(Note: The more eloquent knee-jerk response is below.)
That one took years off my life. It was a see-saw of a game, with big runs, even bigger comebacks, and as heartbreaking a finish as there ever was. The Knicks fell behind by double digits twice and came all the way back both times. By the fourth quarter, they'd even built a big lead of their own, and stood 7 points up with less than 2 minutes remaining. The lead dwindled, though, and Brandon Roy sealed the deal with a driving finger roll over a Knick defense that somehow neglected to use their extra foul. Some notes:
- Could somebody explain to me why the MSG pre-game desk needs a rack of basketballs behind it? Do Trautwig, Tripucka, and ten of their friends all shoot around before the broadcast?
- With Mike Breen working his ABC gig, Gus Johnson called the action in Portland, and started oddly flat. Through the first quarter or so, Gus seemed completely uninterested in the action, which was actually pretty lively. Then, as the sun went down in Portland and the game wore on, Gus became Gus. He crapped his pants repeatedly, culminating in an instant classic "MY NAME IS AL HARRINGTON! I GET BUCKETS!" call following a Harrington three. Anyway, I've now got a theory. Gus Johnson is nocturnal. He had to wake up from his daytime slumber far too early to call the 3 p.m. Portland start. By sunset, though, he'd woken up fully and was ready to get loud.
- Keying a hot Knick start was Danilo Gallinari, who canned two quick threes to help give New York a very early lead. Gallo actually started in this one.

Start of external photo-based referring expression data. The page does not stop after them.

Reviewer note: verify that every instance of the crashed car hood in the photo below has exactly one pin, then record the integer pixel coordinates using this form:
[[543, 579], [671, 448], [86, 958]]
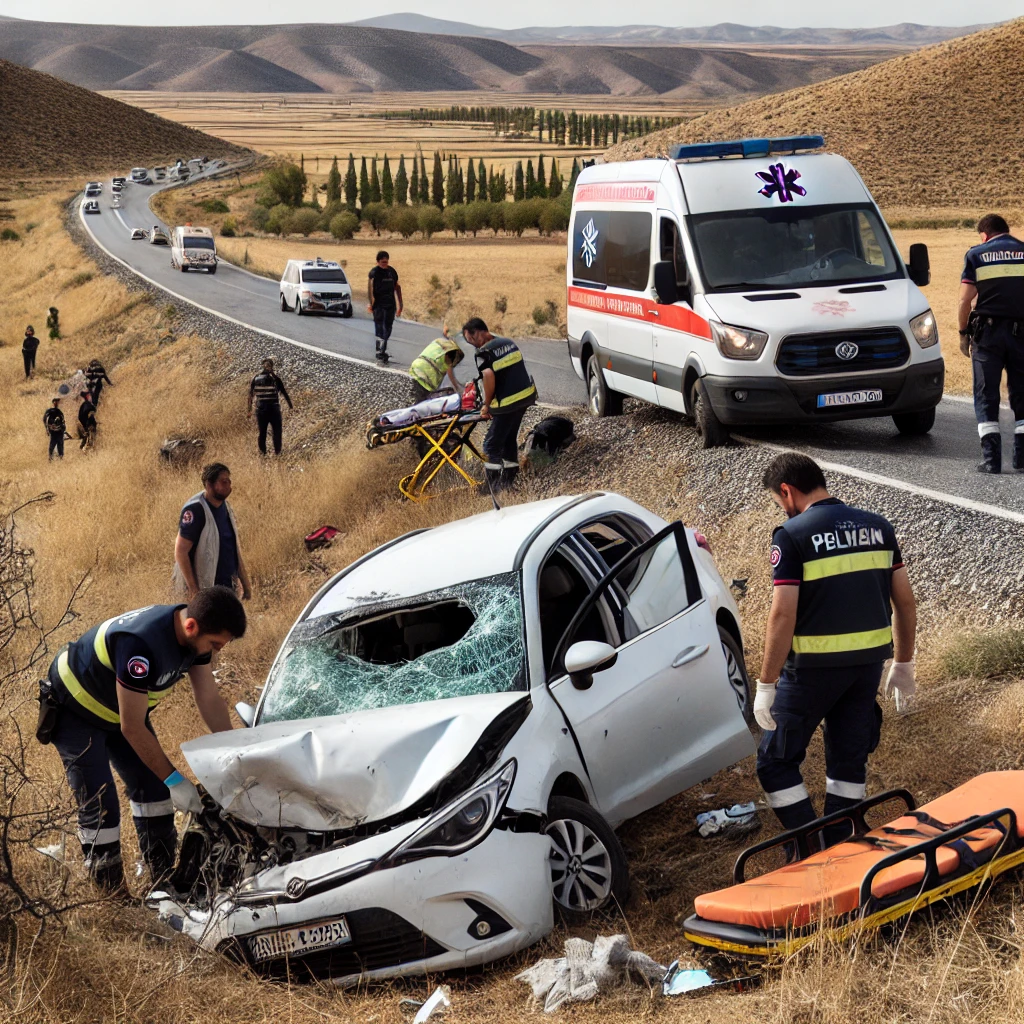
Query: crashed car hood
[[332, 773]]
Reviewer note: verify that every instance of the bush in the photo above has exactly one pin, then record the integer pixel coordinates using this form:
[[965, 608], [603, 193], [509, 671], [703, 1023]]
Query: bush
[[431, 220], [344, 225]]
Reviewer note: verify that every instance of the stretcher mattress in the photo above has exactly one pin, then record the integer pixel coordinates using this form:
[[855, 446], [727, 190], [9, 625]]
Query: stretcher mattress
[[826, 885]]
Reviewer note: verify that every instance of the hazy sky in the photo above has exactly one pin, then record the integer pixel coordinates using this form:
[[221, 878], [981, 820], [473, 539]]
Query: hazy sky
[[521, 13]]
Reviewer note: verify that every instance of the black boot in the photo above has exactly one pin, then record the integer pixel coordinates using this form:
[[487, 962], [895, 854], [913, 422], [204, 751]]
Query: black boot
[[991, 452]]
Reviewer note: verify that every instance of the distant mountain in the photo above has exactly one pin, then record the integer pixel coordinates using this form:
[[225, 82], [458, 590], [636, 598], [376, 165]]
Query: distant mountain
[[905, 34]]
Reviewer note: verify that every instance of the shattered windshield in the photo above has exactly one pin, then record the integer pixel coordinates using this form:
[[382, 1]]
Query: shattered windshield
[[465, 640]]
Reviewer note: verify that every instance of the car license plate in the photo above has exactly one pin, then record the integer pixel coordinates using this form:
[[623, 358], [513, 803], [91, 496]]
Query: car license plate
[[298, 941], [849, 397]]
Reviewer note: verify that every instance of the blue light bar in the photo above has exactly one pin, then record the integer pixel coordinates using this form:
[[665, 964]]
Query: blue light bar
[[747, 147]]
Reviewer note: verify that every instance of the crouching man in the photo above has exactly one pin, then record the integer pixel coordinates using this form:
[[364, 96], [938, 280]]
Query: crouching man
[[94, 708]]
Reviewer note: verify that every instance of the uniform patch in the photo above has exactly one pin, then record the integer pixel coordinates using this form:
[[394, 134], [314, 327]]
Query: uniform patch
[[138, 668]]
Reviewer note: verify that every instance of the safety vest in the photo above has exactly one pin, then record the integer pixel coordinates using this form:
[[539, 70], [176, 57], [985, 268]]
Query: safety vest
[[431, 365]]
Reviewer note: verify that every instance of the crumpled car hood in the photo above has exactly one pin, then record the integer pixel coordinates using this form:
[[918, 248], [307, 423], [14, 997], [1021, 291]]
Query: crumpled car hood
[[333, 773]]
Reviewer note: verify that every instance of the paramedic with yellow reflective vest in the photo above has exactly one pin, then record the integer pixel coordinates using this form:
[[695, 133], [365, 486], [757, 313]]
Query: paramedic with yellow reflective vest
[[94, 708], [841, 603], [508, 392]]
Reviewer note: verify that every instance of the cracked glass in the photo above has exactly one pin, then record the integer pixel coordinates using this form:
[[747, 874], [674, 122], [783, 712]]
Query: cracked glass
[[460, 641]]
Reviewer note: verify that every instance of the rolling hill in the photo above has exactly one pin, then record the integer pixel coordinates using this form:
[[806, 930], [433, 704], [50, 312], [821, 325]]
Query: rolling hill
[[941, 127], [52, 127], [342, 58]]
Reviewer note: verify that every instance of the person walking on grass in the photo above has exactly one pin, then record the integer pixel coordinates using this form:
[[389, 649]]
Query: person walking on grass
[[384, 297], [266, 389], [55, 428], [207, 551], [29, 347]]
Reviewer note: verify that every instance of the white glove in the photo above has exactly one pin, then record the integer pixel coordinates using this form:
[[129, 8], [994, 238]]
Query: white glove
[[901, 683], [763, 700], [184, 796]]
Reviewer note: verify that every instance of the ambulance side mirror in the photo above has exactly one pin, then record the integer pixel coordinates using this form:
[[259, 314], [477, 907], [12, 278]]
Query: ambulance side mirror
[[919, 267]]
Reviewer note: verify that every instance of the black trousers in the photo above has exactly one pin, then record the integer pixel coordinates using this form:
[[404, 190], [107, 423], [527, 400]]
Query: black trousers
[[383, 322], [268, 416], [844, 699]]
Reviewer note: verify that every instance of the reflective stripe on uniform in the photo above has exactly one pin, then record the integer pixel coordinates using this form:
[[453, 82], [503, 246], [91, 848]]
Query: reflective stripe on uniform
[[838, 564], [81, 694], [839, 642], [786, 798]]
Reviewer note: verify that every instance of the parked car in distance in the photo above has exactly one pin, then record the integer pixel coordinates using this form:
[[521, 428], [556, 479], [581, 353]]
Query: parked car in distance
[[315, 286], [444, 744]]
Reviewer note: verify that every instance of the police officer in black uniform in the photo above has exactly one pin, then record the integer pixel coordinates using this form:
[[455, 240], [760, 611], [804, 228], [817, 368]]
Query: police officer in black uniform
[[992, 285], [839, 577], [94, 708], [508, 392]]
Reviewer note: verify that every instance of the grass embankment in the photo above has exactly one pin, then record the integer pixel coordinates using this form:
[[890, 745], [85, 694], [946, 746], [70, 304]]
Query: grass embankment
[[114, 517]]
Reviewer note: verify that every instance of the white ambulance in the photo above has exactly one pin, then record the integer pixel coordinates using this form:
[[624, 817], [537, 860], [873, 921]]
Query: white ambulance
[[748, 283]]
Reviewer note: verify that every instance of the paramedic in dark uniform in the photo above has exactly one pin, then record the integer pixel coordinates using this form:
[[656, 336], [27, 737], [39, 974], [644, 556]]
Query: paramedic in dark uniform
[[841, 603], [508, 392], [94, 708], [992, 284]]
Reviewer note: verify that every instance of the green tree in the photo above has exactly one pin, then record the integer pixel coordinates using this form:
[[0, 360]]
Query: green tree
[[334, 182], [401, 182], [351, 187]]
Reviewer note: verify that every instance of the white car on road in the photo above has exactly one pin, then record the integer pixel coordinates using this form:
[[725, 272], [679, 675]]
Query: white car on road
[[449, 735]]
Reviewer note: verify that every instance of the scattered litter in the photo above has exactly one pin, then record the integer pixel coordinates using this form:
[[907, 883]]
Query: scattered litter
[[587, 969], [736, 820]]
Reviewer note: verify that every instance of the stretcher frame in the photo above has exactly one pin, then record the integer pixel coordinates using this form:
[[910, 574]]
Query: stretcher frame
[[873, 911]]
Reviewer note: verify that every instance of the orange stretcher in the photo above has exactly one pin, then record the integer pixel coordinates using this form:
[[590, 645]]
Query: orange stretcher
[[875, 876]]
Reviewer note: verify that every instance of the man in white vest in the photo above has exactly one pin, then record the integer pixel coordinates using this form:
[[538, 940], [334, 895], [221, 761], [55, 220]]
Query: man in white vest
[[207, 552]]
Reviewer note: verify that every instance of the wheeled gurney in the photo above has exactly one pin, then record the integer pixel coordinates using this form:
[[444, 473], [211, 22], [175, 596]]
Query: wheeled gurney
[[873, 877]]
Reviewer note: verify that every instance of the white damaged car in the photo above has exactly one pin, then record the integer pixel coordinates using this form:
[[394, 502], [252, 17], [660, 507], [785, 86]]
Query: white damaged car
[[450, 734]]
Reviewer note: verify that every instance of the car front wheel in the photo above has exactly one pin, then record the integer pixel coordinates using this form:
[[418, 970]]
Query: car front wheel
[[589, 872]]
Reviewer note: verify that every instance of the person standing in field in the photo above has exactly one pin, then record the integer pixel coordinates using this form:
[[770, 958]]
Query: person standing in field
[[29, 347], [384, 297], [265, 389], [207, 551]]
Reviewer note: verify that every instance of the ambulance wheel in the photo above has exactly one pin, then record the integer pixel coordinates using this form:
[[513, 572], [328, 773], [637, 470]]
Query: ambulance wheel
[[914, 424], [589, 872], [710, 427], [602, 400]]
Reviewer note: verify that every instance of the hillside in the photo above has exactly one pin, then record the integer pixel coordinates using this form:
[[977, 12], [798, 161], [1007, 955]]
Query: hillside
[[52, 127], [938, 128], [339, 58]]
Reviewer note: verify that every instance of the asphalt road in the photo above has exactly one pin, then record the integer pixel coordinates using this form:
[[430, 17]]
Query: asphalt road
[[940, 464]]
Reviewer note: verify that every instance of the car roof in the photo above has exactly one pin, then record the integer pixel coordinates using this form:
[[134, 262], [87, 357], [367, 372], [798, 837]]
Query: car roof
[[481, 546]]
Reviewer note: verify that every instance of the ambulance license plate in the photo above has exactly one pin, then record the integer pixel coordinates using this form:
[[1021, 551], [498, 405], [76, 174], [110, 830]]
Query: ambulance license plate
[[298, 941], [849, 397]]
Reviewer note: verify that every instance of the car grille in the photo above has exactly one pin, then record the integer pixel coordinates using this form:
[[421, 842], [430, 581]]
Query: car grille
[[808, 354], [380, 939]]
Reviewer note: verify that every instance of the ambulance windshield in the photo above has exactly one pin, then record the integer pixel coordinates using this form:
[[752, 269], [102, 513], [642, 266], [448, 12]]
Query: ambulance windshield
[[788, 247]]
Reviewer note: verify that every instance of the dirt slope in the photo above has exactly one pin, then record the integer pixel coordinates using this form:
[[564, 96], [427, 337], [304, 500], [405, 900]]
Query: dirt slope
[[52, 127], [938, 128]]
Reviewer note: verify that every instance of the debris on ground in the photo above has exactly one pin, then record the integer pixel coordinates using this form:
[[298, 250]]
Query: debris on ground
[[589, 969]]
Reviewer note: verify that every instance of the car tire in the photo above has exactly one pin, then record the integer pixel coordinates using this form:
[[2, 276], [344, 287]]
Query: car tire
[[735, 668], [914, 424], [710, 428], [589, 872], [601, 399]]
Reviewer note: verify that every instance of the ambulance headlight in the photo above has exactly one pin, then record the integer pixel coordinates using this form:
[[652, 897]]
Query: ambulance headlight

He and Chandler replaced Richardson and Jeffries in a lineup that Mike D'Antoni claimed needed "more scoring". Oddly, Gallo played only 14 minutes (during which he had to guard Rudy Fernandez way too much) after a very nice start.
- Chris Duhon still seems a little flu-like, but he had the pick and roll working with David Lee, who overcame repeatedly having his shot blocked for a sick 29 and 11. Du finished with 10 and 10, but just didn't look himself.
- Clyde accused Sergio Rodriguez of "matador D" in the first quarter, which was excellent on multiple levels.
- As I mentioned in the game preview, the Blazer bench ain't too shabby, and they nearly ran away with this one in the late first quarter. Portland finished the first quarter up 9 on 88% shooting. You read that correctly.
- The Geico commercial where the gecko buys chips with his boss's lucky dollar is cute and all, but how would that little thing even open the flap of the vending machine to get his food? I assume he had help.
- It was "mascot night" at the Rose Garden, which apparently translates to a dozen inflatable versions of various NBA mascots being chased around the arena by Portland's "Blaze", which is some breed of rapist dog.
- Nate Robinson bought tickets for 33 Seattle-based family members, who were treated to a Nate-led run through the third and fourth quarters that put all other runs to shame. Between the two periods, the Knicks went on a 37-7 tear that included numerous ill-advised threes by Robinson and Tim Thomas, and even a made 70-footer by Nate after a whistle (didn't count). The entire experience was a slap in the face to consciences everywhere.
- There were a couple moments late in the game that I knew would cost me some sleep if the Knicks ended up losing. One was David Lee rimming out a dunk attempt with less than two minutes to go. Another was Quentin Richardson fumbling a defensive rebound out of bounds with even less time remaining. The last one was one of the more infuriating mental lapses I've seen in my years following sports. With 5 seconds left, the Knicks were up one with a foul to give. The Blazers had possession, and inbounded to Brandon Roy, who promptly drove left from the top of the key. There was about a 2 second window during which Jared Jeffries was practically required by law to use up the remaining foul. Portland would've had to inbound again with just a couple seconds remaining, meaning an outside shot would likely be their only hope. Somehow, though, Jeffries managed to follow Roy all the way to the basket without attacking him, and the smaller, quicker man carved a path and rolled in the game-winner as time expired. At this point, I swallowed my television whole. (Update: Apparently D'Antoni told his guys not to foul. If that's the case, he and I need to have a little talk.)
Sorry for a sub-par recap. I'm still more than a little dazed from what went down (did I mention that I was in the company of two screaming Blazer fans?). I'll never forget the crazy run that Robinson and Thomas led, but the memories will be bittersweet. The Knicks had this one in the bag, and really had to choke to let it go. If they don't come out pissed off against the Warriors and Clippers, I may lose hope completely. Sucks to moral victories. Hopefully I'll be coherent again tomorrow and we can discuss this in more detail. Probably not, though.